Member of the Austrian House of Deputies
- In office 17 November 1903 – 5 May 1908
- In office 22 September 1885 – 24 September 1890

Personal details
- Born: Michał Hieronim Bobrzyński 30 September 1849 Kraków, Grand Duchy of Kraków, Austrian Empire
- Died: 3 July 1935 (aged 85) Łopuchówko, Poznań Voivodeship, Poland

= Michał Bobrzyński =

Polish historian and politician (1849–1935)

Michał Hieronim Bobrzyński (Michael Bobrzynski) (30 September 1849 – 3 July 1935) was a Polish historian and conservative politician.

== Life ==
Bobrzynski was born at Kraków in Galicia. He was educated there, graduating from the gymnasium and the Jagiellonian University. In 1872 he received his LL.D. and the following year became assistant professor in the history of Polish jurisprudence, in 1876 assuming similar duties in regard to German law. In 1877 he became professor of law at the Jagiellonian University.

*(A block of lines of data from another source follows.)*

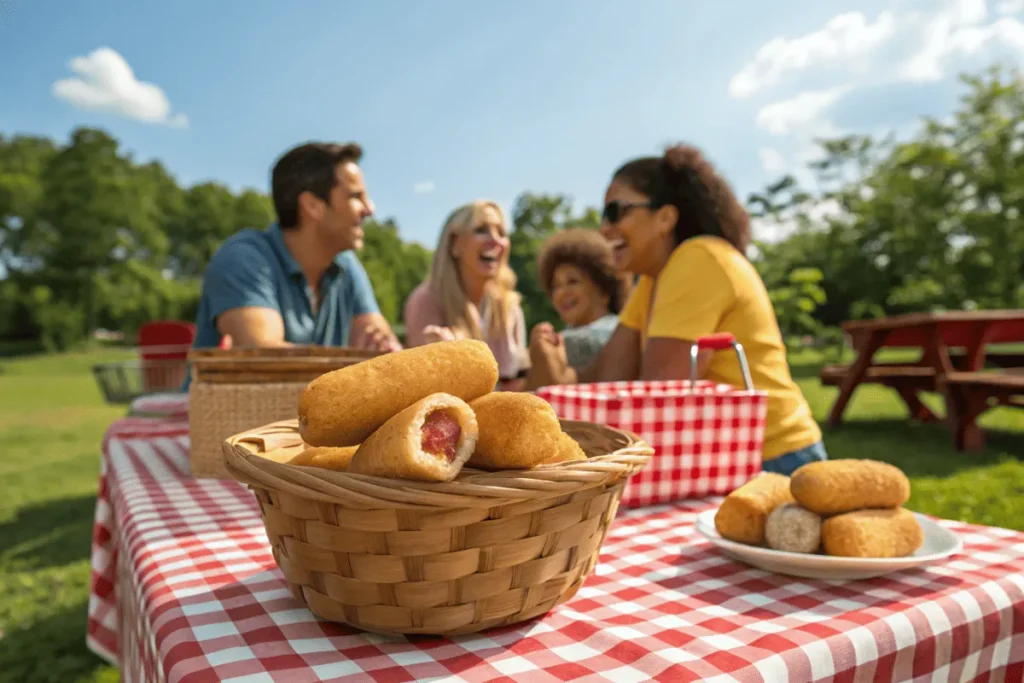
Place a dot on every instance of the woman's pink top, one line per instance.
(423, 309)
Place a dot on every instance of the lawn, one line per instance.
(52, 418)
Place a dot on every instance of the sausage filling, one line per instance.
(440, 434)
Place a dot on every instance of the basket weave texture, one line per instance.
(407, 557)
(240, 389)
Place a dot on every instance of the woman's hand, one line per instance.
(434, 333)
(544, 332)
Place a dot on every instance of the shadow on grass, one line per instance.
(51, 649)
(920, 450)
(50, 534)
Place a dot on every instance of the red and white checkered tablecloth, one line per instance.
(201, 599)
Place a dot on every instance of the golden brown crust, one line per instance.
(326, 457)
(742, 515)
(346, 406)
(519, 431)
(836, 486)
(894, 532)
(395, 451)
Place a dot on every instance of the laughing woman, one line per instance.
(577, 272)
(470, 291)
(675, 221)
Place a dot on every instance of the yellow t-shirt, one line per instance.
(707, 287)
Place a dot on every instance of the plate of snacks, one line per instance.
(836, 519)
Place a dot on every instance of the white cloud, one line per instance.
(801, 112)
(104, 82)
(772, 161)
(844, 39)
(768, 229)
(912, 41)
(945, 40)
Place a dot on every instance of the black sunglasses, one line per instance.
(615, 211)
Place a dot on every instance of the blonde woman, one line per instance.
(470, 291)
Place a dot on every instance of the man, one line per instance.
(299, 282)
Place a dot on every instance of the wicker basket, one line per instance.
(239, 389)
(402, 557)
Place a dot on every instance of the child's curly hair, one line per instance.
(684, 178)
(587, 250)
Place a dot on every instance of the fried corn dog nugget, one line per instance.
(428, 441)
(326, 457)
(346, 406)
(835, 486)
(519, 431)
(893, 532)
(742, 515)
(793, 528)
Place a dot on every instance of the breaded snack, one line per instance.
(793, 528)
(742, 515)
(835, 486)
(519, 431)
(893, 532)
(327, 457)
(346, 406)
(428, 441)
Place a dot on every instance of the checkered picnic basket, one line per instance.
(708, 437)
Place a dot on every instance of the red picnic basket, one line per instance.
(708, 437)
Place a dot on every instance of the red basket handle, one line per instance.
(719, 342)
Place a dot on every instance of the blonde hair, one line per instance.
(445, 281)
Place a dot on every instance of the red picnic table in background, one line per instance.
(954, 347)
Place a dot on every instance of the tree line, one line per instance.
(90, 239)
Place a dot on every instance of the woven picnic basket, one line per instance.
(232, 390)
(402, 557)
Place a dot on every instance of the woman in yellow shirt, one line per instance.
(674, 221)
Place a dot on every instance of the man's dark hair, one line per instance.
(684, 178)
(309, 167)
(588, 251)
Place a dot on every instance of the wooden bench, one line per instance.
(908, 381)
(970, 394)
(833, 375)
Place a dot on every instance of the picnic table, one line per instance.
(185, 589)
(954, 341)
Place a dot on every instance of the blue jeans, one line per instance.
(791, 462)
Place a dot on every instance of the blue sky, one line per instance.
(455, 99)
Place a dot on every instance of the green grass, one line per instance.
(52, 418)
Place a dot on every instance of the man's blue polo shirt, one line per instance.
(255, 268)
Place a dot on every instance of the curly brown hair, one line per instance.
(587, 250)
(684, 178)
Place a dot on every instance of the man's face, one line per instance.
(341, 227)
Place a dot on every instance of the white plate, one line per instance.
(939, 544)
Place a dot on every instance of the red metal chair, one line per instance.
(164, 348)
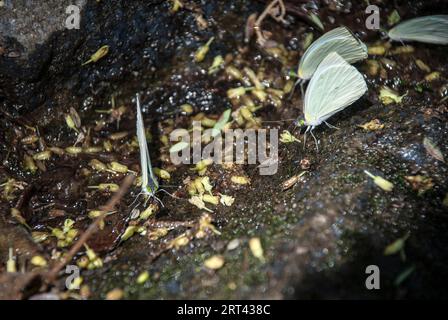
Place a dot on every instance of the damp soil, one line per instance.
(318, 237)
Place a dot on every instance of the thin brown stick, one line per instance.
(110, 205)
(277, 15)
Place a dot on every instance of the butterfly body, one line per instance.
(150, 184)
(334, 86)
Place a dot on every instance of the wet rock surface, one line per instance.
(318, 236)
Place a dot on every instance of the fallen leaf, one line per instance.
(432, 149)
(216, 262)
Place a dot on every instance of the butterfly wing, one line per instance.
(334, 86)
(340, 40)
(429, 29)
(148, 178)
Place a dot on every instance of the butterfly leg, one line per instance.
(314, 137)
(299, 81)
(329, 125)
(135, 200)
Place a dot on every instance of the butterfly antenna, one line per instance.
(299, 81)
(171, 195)
(135, 200)
(315, 140)
(329, 125)
(302, 89)
(159, 201)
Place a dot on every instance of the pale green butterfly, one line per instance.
(340, 40)
(150, 185)
(428, 29)
(334, 86)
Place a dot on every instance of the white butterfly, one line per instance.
(429, 29)
(150, 185)
(340, 40)
(334, 86)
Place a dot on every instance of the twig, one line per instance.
(276, 9)
(110, 205)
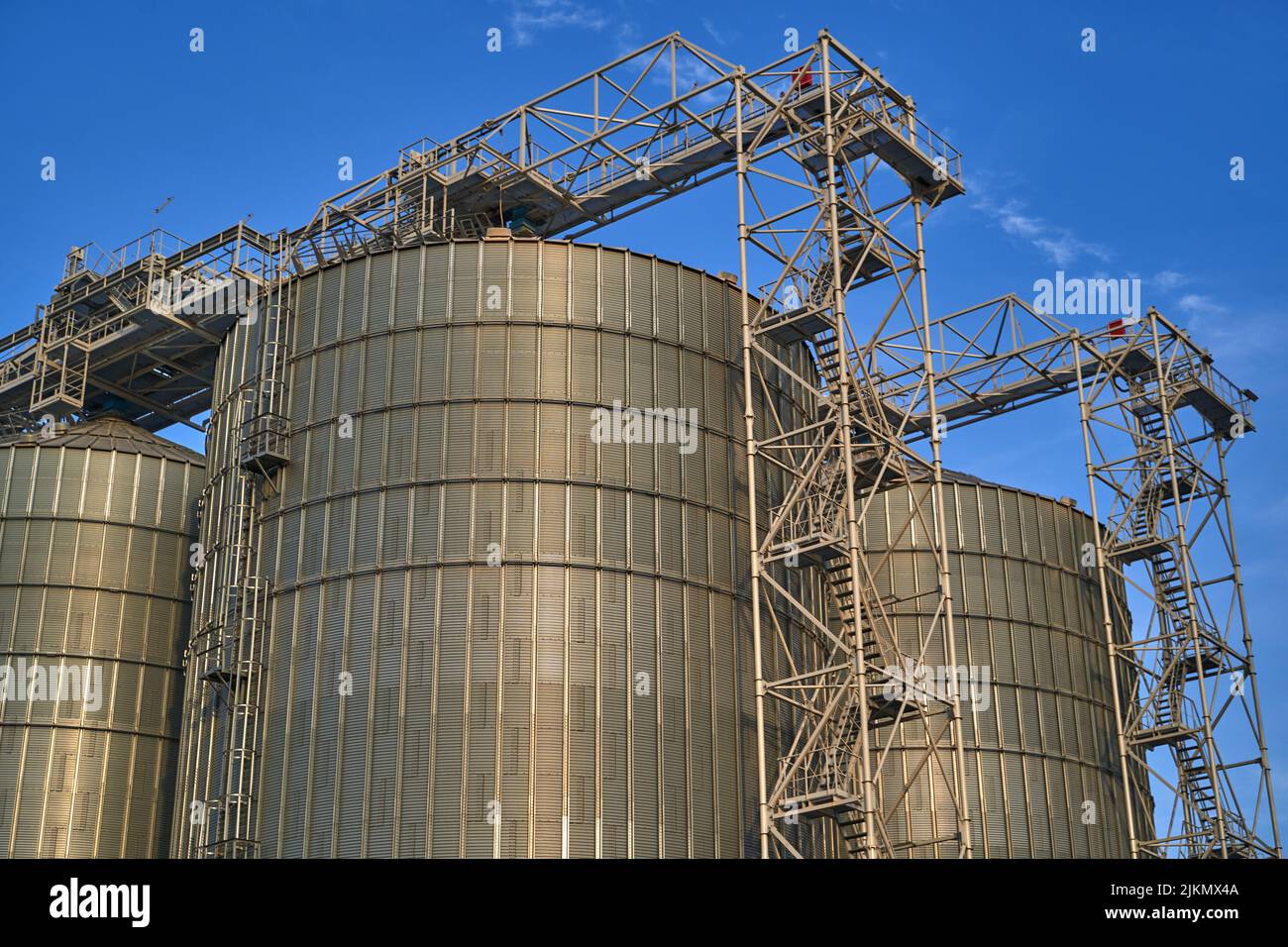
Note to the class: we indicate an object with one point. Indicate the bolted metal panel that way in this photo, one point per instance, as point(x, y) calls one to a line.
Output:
point(493, 635)
point(94, 531)
point(1042, 771)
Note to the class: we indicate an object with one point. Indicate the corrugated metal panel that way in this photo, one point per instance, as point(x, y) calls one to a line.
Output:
point(1025, 616)
point(585, 706)
point(93, 591)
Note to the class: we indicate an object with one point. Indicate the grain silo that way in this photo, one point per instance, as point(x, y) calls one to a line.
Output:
point(506, 565)
point(94, 532)
point(1042, 770)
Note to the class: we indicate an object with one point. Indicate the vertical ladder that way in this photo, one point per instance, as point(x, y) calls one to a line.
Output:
point(237, 664)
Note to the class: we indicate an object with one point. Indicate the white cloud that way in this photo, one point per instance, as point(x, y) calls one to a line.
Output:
point(1198, 304)
point(1059, 244)
point(531, 17)
point(1170, 279)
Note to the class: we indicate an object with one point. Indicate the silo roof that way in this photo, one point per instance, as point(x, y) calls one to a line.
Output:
point(110, 434)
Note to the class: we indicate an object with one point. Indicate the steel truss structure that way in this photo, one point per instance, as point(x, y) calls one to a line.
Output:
point(835, 175)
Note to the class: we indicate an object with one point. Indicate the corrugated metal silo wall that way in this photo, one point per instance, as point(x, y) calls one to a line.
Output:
point(93, 575)
point(1041, 745)
point(591, 693)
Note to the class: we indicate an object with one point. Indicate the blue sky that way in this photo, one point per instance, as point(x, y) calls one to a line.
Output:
point(1113, 162)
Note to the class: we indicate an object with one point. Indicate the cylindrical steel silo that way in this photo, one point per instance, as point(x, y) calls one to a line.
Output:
point(94, 532)
point(1042, 767)
point(509, 616)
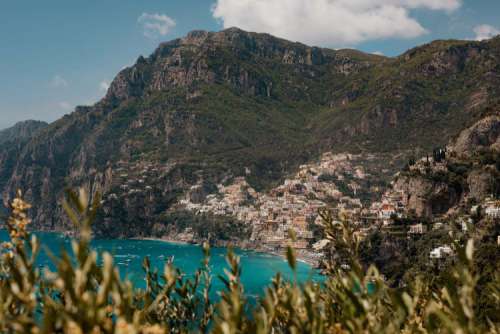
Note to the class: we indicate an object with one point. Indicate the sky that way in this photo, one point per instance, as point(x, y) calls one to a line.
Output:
point(57, 54)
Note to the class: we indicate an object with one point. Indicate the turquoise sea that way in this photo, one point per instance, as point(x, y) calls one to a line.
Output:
point(257, 268)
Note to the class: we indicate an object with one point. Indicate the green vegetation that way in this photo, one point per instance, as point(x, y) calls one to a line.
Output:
point(84, 297)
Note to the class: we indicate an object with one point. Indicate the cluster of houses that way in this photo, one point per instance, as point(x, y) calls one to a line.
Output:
point(295, 204)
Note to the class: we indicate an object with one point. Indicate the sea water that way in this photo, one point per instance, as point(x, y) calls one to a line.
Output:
point(258, 269)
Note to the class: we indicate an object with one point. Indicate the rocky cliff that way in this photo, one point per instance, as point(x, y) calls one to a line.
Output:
point(467, 173)
point(214, 106)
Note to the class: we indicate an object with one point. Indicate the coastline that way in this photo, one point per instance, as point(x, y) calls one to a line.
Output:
point(313, 263)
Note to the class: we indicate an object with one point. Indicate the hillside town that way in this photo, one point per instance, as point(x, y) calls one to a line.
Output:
point(337, 182)
point(334, 182)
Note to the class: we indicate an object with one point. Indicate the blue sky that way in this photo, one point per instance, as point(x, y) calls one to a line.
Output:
point(57, 54)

In 1885–91 he was a member of the Reichsrat and held many other honorary and responsible positions, and in 1890–1901 he was president of the Galician board of education. He was Governor of Galicia in 1908–13.

His most important publications are his Geschichte Polens (1879), which aroused much criticism on account of its bitter attacks on Poland's past, and his contributions to Lencl's Polnische Rechtsdenkmäler (1874–82).